FHA loans also aren’t perfect. Here are a few potential drawbacks:

Higher Monthly Mortgage Insurance

As mentioned above, FHA loans typically cost more per month in mortgage insurance versus the annual fee on a Rural Development loan. If you take the full loan term to pay off the mortgage, a Rural Development loan usually costs less overall.

Must Have 3.5% Down Payment

While it’s not a huge amount, coming up with even a 3.5% down payment can be a hurdle for first-time buyers on tight budgets. The zero down payment feature of Rural Development loans makes them more accessible for those without cash on hand.

Lower Max Loan Amounts

Currently FHA loans are capped at $350,000 to $650,000 depending on the area. Rural Development loans don’t have set limits.

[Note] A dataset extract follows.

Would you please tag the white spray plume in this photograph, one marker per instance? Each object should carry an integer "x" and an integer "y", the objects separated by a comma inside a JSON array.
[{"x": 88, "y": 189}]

In lower-cost markets, Rural Development loans may allow you to borrow more to purchase a nicer home than FHA financing will permit. The max loan amounts on FHA loans may constrain your options.

Not Ideal for Low Credit Scores

While FHA loans go down to 580 credit scores, lenders often require scores of at least 620 to 660 for the best rates and terms. If your score is below 600, a Rural Development loan with manual underwriting may be a better fit than an FHA loan.

Who Should Consider Rural Development Loans?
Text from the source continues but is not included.